Pressão interna e externa

Mas a pressão sobre o governo alemão para que adote uma posição mais firme vem aumentando, por exemplo, por parte da União Europeia (UE). A chefe da diplomacia da UE, Kaja Kallas, exige que a Alemanha tome parte nas sanções contra Israel. A presidente da Comissão Europeia, Ursula von der Leyen, por exemplo, propõe que a UE suspenda acordos comerciais com Israel.

Para Jens Spahn, líder da bancada parlamentar da CDU de Merz no Bundestag (Parlamento), isso traz lembranças dos capítulos mais sombrios da história alemã. “Qual será o resultado então? ‘Não comprem mais de judeus’? Já tivemos tudo isso antes”, afirmou à emissora alemã ZDF, aludindo aos chamados nazistas por boicotes a empresas judaicas na década de 1930. Quando se trata do tema de Israel e Gaza, especialmente na Alemanha, “o equilíbrio se perde rapidamente e cai em território antissemita”, afirmou Spahn.

A pressão também aumenta dentro do país. Os social-democratas que integram a coalizão de governo ao lado da CDU, podem certamente cogitar sanções.

O Partido Verde, da oposição, vai ainda mais longe. Sua líder, Franziska Brantner, disse à agência alemã de notícias DPA que Merz e o Ministro alemão do Exterior, Johann Wadephul (também da CDU), devem tomar uma decisão. “Eles se aliam às forças comprometidas com a paz para todos os povos de Israel e também da Palestina?
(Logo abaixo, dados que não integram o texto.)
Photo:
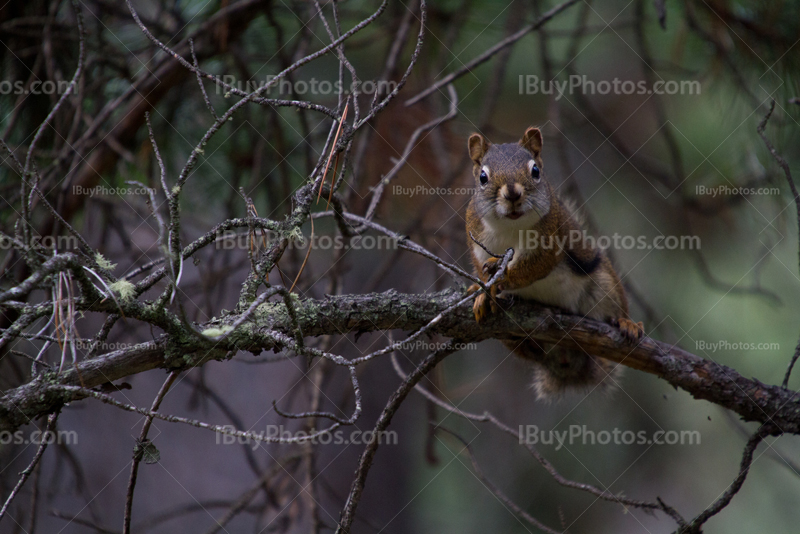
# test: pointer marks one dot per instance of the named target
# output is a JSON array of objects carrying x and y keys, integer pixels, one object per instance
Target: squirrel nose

Ou ficam de braços cruzados enquanto o governo israelense, parte do qual é extremista de direita, continua a causar estragos em Gaza, enquanto a perspectiva de paz e a libertação dos reféns [israelenses em Gaza] se torna cada vez mais remota?”

Uma aliança de dezenas de organizações da sociedade civil também está pedindo ao governo alemão, através de uma petição, que dê continuidade às suas críticas a Israel por meio de ações.

Maioria na Alemanha é a favor do reconhecimento

O reconhecimento do Estado palestino, porém, é uma questão diferente. O chanceler federal parece estar firme em sua posição, embora aparentemente tenha a maioria da população alemã contra ele. Uma pesquisa do instituto Forsa realizada no início de agosto relevou que 54% dos alemães eram a favor do reconhecimento, enquanto 31% eram contra.

O não reconhecimento nem sempre foi a regra na história alemã, ou pelo menos em parte da história. A antiga Alemanha Oriental comunista, por exemplo, reconheceu o Estado palestino em 1988, mas a dissolução do país dois anos depois e sua unificação com a Alemanha Ocidental posteriormente anularam o reconhecimento.

Agora, com aliados próximos da Alemanha, como França, Reino Unido e Canadá, mudando de lado, a Alemanha ficará ainda mais na defensiva. Os Estados Unidos, em particular, permanecem no mesmo “campo” da Alemanha – o que não facilita necessariamente as coisas para o governo alemão em termos diplomáticos, dada as polêmicas recentes criadas por Donald Trump.

Os Estados Unidos, onde se localiza a sede da ONU, estão impedindo a entrada no país de Mahmoud Abbas, presidente da Autoridade Palestina. Portanto, mesmo com vários países planejando usar a Assembleia da ONU em Nova York para reconhecer o Estado palestino, Abbas não poderá usar o evento como uma plataforma.